In recent years, October has occasionally seen a spate of stories speculating on possible winners in advance of the prize.  Almost always they have missed their guesses. Betting pools among graduate students have been common. The University of Frankfurt has created an electronic  Nobel Prize Market for all six prizes. The Minneapolis Federal Reserve Bank’s (and Arizona State University’s) Edward Prescott is the market’s odds-on favorite for the Economics Prize — a thoroughly plausible possibility. This is, of course, exactly the sort of thing that anonymous prediction markets are good for.  Otherwise, those who know don’t tell, and those who tell don’t know.

(Never mind that the winner in literature and one of the chemists were submitted but didn’t make their IPO price, and that five other laureates were not suggested. All three physicists, on the other hand, traded at a premium from their offering price, though none was among the five moist heavily favored.  Remember, the market is new.)

The answer to the question, then, it seems to me — why doesn’t the name of the winner leak out, given that, by late September, several hundred people have become involved in ratifying the nomination? — is that the economics community in particular, and the world in general, has agreed to play along with the pageantry.

We have learned to trust the process. We want to be surprised, to hear the news fresh each year with open minds.  The Swedes are running am honest game — ten months of hard work and due diligence, followed by two months of show business.

* * *

When US District Court Judge Douglas Woodlock ruled last summer that Harvard University Professor Andrei Shleifer had committed at least one count of fraud while advising the Russian government on behalf of Harvard University and the US State Department in the mid-1990s, a second charge was unresolved.

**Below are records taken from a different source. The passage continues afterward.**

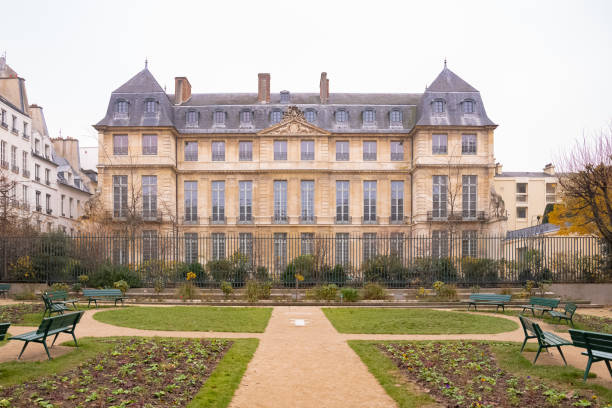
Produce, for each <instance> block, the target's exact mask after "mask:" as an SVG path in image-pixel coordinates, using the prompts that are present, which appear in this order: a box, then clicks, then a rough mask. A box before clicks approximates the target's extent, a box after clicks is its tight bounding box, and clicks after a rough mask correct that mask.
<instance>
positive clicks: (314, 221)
mask: <svg viewBox="0 0 612 408" xmlns="http://www.w3.org/2000/svg"><path fill="white" fill-rule="evenodd" d="M316 223H317V217H315V216H314V215H300V224H316Z"/></svg>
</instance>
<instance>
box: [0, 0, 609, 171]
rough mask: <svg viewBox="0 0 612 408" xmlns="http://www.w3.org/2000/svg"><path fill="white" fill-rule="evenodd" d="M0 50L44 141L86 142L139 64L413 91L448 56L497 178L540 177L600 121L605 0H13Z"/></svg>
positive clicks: (197, 79)
mask: <svg viewBox="0 0 612 408" xmlns="http://www.w3.org/2000/svg"><path fill="white" fill-rule="evenodd" d="M0 11H1V14H0V16H1V24H0V52H1V51H6V53H7V62H8V64H9V65H10V66H11V67H12V68H13V69H15V70H16V71H17V72H18V73H19V75H20V76H22V77H24V78H26V84H27V87H28V97H29V100H30V103H37V104H39V105H42V106H43V107H44V109H45V115H46V118H47V124H48V126H49V131H50V132H51V135H52V137H56V136H58V134H59V130H60V129H61V131H62V135H63V136H72V137H77V138H79V139H80V140H81V146H95V145H97V136H96V131H95V130H94V129H93V128H92V127H91V125H92V124H94V123H96V122H97V121H98V120H100V119H101V118H102V117H103V116H104V114H105V112H106V108H107V104H108V99H109V97H110V93H111V92H112V91H113V90H114V89H116V88H117V87H119V86H120V85H121V84H122V83H124V82H125V81H127V80H128V79H129V78H131V77H132V76H133V75H134V74H136V73H137V72H138V71H140V70H141V69H142V68H143V66H144V60H145V58H148V59H149V69H150V70H151V72H152V73H153V74H154V75H155V77H156V78H157V80H158V81H159V83H160V84H161V85H162V87H163V86H164V85H167V87H168V91H169V92H173V90H174V77H175V76H187V77H188V78H189V81H190V82H191V84H192V87H193V91H194V92H196V93H197V92H257V73H258V72H270V73H271V76H272V79H271V86H272V92H278V91H280V90H282V89H288V90H290V91H292V92H318V85H319V76H320V73H321V71H327V73H328V77H329V78H330V91H331V92H423V90H424V88H425V86H426V85H427V84H429V83H431V82H432V81H433V80H434V79H435V77H436V76H437V75H438V73H439V72H440V71H441V69H442V66H443V60H444V58H445V57H446V58H447V59H448V66H449V68H450V69H452V70H453V71H454V72H455V73H457V74H458V75H459V76H461V77H462V78H463V79H465V80H466V81H467V82H469V83H470V84H471V85H473V86H474V87H476V88H477V89H478V90H479V91H480V92H481V94H482V97H483V100H484V103H485V108H486V109H487V113H488V114H489V117H490V118H491V119H492V120H493V121H494V122H496V123H497V124H499V127H498V128H497V130H496V133H495V136H496V137H495V156H496V159H497V160H498V161H500V162H501V163H502V164H503V165H504V170H515V171H519V170H521V171H522V170H525V171H527V170H539V169H541V168H542V167H543V166H544V164H546V163H547V162H550V161H551V159H552V157H553V156H554V153H555V152H557V150H558V148H559V147H563V146H567V145H569V144H570V143H571V142H572V140H573V139H574V138H575V137H577V136H580V135H582V133H583V132H587V133H590V132H594V131H598V130H600V129H602V128H603V127H605V126H607V124H608V123H609V121H610V120H611V119H612V105H611V104H610V101H609V99H610V96H611V95H612V81H611V79H610V76H611V74H612V24H611V23H610V22H611V21H612V1H605V0H602V1H557V0H555V1H533V0H529V1H516V0H514V1H504V2H501V1H492V0H488V1H470V0H463V1H443V0H438V1H423V0H420V1H396V2H393V1H385V0H378V1H355V0H353V1H338V0H336V1H329V0H328V1H313V0H309V1H263V0H258V1H244V2H241V1H227V0H226V1H223V0H220V1H214V2H213V1H210V2H206V1H193V2H188V1H178V0H173V1H168V0H164V1H154V0H146V1H133V0H122V1H115V0H105V1H96V2H94V1H82V0H81V1H78V0H77V1H63V0H54V1H45V0H41V1H33V0H28V1H12V2H10V3H9V4H6V2H3V4H2V5H1V6H0Z"/></svg>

Shleifer maintained that various conflict of interest provisions didn’t apply to him, because he was living in Newton instead of Moscow.

Now he’ll get a chance to make his argument to a jury.

Judge Woodlock last week ordered a three or four day jury trial to begin on December 6, on the narrow issue of whether Shleifer was employed by Harvard’s Russia Project while serving as its Director and Principal Investigator, or acting as a consultant. It was a decision he had not felt entitled to make on his own entirely as a matter of law.

Apparently only the amount of damages turns on the outcome.

Both Shleifer and the government attorneys trying the case said they will call several experts to testify on the meaning of the phrase, “assigned to Russia.”

A second, longer trial for damages, of Harvard University for breach of its contract with the U.S. Agency for International Development, may be conducted next year.